Silver advanced four days in a row on expectations and follow-through of a softening Federal Reserve after Fed Chair Jerome Powell signaled his bank would slow the pace of tightening.
Silver and the dollar index possessed a negative correlation throughout most of the year when interest rates came into focus. The Fed has been shrinking its balance sheet and raising rates the most aggressively in four decades. That means that the dollar became more scarce, tilting more heavily on the side of demand, and at the same time, the Fed made banks pay more money for savers—adding another layer of demand.
The dollar added nearly 20% of the year's value until September 28. However, data indicating easing inflation spurred speculation inflation was peaking and that the Fed would be less hawkish, halving those gains till now.
The market has been going back and forth on this theme. On December 6, CNBC made the case that "Fed Chair Powell is having a communication problem with the market." CNBC Editor Jeff Cox argues that investors hear what they want to hear, but he says it in the context of dovish expectations. I have demonstrated—at least since November 30—that the positive or negative outlook correlates with the short-term trend, and I argued that it impacts investors psychologically.

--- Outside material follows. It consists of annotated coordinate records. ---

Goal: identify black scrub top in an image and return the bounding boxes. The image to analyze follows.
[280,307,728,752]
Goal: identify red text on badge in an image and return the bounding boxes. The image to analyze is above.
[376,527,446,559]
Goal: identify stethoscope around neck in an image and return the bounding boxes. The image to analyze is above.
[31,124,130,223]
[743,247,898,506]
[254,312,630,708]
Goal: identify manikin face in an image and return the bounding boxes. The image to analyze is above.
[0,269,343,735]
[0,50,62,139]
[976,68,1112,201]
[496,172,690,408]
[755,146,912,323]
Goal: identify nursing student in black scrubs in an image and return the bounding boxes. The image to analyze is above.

Now, I'm going to make an even stronger argument. The short-term trend hasn't just been coloring traders' glasses. The Fed's too. In the most recent example, it wasn't investors' collective imagination. Still, the Fed Boss did utter:
"The time for moderating the pace of rate increases may come as soon as the December meeting."
Here is the Fed's transcript.
Now that the S&P 500's short-term is resynching with the medium-term downtrend, the outlook grows pessimistic on rates again.
Silver also has industrial applications and is heading for the biggest deficit in decades, according to the Silver Institute, impacting the supply-demand balance projected in the chart.
Silver completed a pennant, a range where bulls locked in up to 19% profits in just nine sessions. The white metal found resistance at the top of its rising channel, triggering a return move to retest the continuation pattern's integrity.
The pennant—where fresh bulls take over for tired bulls—developed on the very neckline of an H&S bottom, revealing the significance of these levels. Therefore, after a potential pullback, silver may be forced into a chain reaction to the roughly $25.00 top of a falling channel since the Feb 2021 peak, representing the medium-term (or long-term, depending on your definitions), agreeing with the H&S implied target.
Trading Strategies
Conservative traders should wait for silver to bounce off the H&S bottom neckline or pennant before risking a long position.
Moderate traders would wait for the buying dip.
Aggressive traders can enter according to their strategy. Here is a generic example:
Trade Sample
- Entry: $22.50
- Stop-Loss: $22.00
- Target: $24.00
- Risk: $0.50
- Reward: $1.50
- Risk-Reward Ratio: 1:3
Disclosure: At the time of publication, the author had no positions in the securities mentioned.